The information provided to us includes:
Total length of the road $L = 1m$
Length of iron ${L_i} = 0.2m$
Length of lead ${L_l} = 0.3m$
Length of aluminium ${L_a} = 0.2m$
Length of copper ${L_c} = L - ({L_i} + {L_l} + {L_a}) = 1 - 0.7 = 0.3m$
Area of cross section is A
We know that the centre of mass for a uniform body lies at its centre. Hence, considering the four material blocks, their centre of masses will lie at their centre plus the distance from one end of the rod as:
Centre of mass of iron ${x_i} = 0.1m$
Centre of mass of lead ${x_l} = {L_i} + 0.15 = 0.35m$
Centre of mass of aluminium ${x_a} = {L_i} + {L_l} + 0.1 = 0.6m$
Centre of mass of copper ${x_c} = {L_i} + {L_l} + {L_a} + 0.15 = 0.85m$
Now, the centre of mass of the rod can be calculated as:
$X = \dfrac{{\sum {mx} }}{{\sum m }} = \dfrac{{{m_i}{x_i} + {m_l}{x_l} + {m_a}{x_a} + {m_c}{x_c}}}{{{m_l} + {m_l} + {m_a} + {m_c}}}$ [Eq. 1]

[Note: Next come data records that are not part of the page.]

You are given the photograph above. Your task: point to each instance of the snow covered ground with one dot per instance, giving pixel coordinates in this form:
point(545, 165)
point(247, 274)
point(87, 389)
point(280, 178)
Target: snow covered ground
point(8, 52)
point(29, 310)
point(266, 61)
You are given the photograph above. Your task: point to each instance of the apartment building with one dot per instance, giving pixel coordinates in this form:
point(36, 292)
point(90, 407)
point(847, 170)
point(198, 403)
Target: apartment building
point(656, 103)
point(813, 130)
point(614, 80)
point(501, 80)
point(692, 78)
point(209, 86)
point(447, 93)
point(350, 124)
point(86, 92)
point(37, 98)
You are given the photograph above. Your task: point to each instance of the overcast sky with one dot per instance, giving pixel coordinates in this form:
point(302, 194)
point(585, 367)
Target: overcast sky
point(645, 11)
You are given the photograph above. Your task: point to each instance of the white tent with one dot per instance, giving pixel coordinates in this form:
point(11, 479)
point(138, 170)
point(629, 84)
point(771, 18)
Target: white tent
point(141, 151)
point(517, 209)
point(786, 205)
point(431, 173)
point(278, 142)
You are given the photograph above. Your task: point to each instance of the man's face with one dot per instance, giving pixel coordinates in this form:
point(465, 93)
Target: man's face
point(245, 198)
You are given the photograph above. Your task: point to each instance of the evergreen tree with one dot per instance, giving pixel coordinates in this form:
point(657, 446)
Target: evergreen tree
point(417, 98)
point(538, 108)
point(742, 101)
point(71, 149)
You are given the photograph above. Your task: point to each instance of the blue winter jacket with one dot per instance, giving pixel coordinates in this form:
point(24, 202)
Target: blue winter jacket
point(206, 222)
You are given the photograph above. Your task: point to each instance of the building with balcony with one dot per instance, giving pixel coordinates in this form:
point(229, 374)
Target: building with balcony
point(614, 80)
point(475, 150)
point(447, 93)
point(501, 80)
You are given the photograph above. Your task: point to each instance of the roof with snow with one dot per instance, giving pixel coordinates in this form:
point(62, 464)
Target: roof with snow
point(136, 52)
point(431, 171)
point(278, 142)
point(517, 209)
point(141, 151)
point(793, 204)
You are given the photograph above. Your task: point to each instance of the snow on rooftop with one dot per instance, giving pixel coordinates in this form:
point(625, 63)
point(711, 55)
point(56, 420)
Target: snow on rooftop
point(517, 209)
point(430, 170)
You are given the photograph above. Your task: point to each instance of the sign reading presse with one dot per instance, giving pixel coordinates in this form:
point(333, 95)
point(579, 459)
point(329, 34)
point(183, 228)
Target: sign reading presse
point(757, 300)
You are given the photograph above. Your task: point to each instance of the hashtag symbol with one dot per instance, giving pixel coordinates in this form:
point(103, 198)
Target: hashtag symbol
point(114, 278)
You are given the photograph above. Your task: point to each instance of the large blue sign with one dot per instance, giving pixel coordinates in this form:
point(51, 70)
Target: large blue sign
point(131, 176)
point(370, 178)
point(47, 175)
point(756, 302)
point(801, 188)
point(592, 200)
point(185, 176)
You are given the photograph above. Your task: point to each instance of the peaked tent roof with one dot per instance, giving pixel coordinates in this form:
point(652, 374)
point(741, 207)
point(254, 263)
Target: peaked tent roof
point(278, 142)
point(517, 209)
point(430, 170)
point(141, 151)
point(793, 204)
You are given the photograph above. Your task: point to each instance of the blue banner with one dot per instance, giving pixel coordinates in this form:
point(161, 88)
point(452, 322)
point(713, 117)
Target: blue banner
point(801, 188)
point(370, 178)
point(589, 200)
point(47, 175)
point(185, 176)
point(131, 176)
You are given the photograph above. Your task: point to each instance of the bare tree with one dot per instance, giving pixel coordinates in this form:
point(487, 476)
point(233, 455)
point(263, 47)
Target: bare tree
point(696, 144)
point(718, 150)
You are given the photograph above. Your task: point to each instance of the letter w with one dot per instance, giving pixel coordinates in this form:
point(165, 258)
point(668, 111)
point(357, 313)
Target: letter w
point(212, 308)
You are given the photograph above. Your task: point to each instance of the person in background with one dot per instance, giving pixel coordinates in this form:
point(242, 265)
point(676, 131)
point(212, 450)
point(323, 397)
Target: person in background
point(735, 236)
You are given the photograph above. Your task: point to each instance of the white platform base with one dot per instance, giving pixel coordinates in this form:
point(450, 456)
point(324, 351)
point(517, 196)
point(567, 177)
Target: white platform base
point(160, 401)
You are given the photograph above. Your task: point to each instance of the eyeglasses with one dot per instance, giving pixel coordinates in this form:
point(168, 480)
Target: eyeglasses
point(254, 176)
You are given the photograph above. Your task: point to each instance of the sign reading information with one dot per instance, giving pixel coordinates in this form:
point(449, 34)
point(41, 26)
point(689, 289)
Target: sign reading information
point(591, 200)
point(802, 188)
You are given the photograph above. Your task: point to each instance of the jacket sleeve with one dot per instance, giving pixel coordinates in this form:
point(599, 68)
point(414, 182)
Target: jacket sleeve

We know that the mass of an object depends upon its density as:
$m = {\text{density}} \times {\text{volume}} = {\text{density}} \times {\text{length}} \times {\text{area}}$
Since, the area of cross section is constant in our case, the mass will become:
$m = {\text{density}} \times {\text{length}}$
Substituting the respective density and length values in Eq. 1, gives us:
$X = \dfrac{{7.9 \times {{10}^3} \times 0.2{x_i} + 11.4 \times {{10}^3} \times 0.3{x_l} + 2.7 \times {{10}^3} \times 0.2{x_a} + 8.9 \times {{10}^3} \times 0.3{x_c}}}{{7.9 \times {{10}^3} \times 0.2 + 11.4 \times {{10}^3} \times 0.3 + 2.7 \times {{10}^3} \times 0.2 + 8.9 \times {{10}^3} \times 0.3}}$
Solving this further, we get:
$X = \dfrac{{1.58{x_i} + 3.42{x_l} + 0.54{x_a} + 2.67{x_c}}}{{1.58 + 3.42 + 0.54 + 2.67}}$
Now, we input the values of individual centre of masses to get:
$X = \dfrac{{1.58 \times 0.1 + 3.42 \times 0.35 + 0.54 \times 0.6 + 2.67 \times 0.85}}{{8.21}}$
$\Rightarrow X = \dfrac{{0.158 + 1.197 + 0.324 + 2.27}}{{8.21}} = 0.48m$
Hence, this is the position of the centre of mass from the left end of the rod.

Note:
As we saw in this question, the centre of mass makes it easier by simplifying the whole body as one mass acts at one point. Centre of mass is crucial in helping us balance systems. For humans, the centre of mass lies a bit below the navel, and hence when we stoop a little, we tend to lose balance as the centre of mass gets shifted.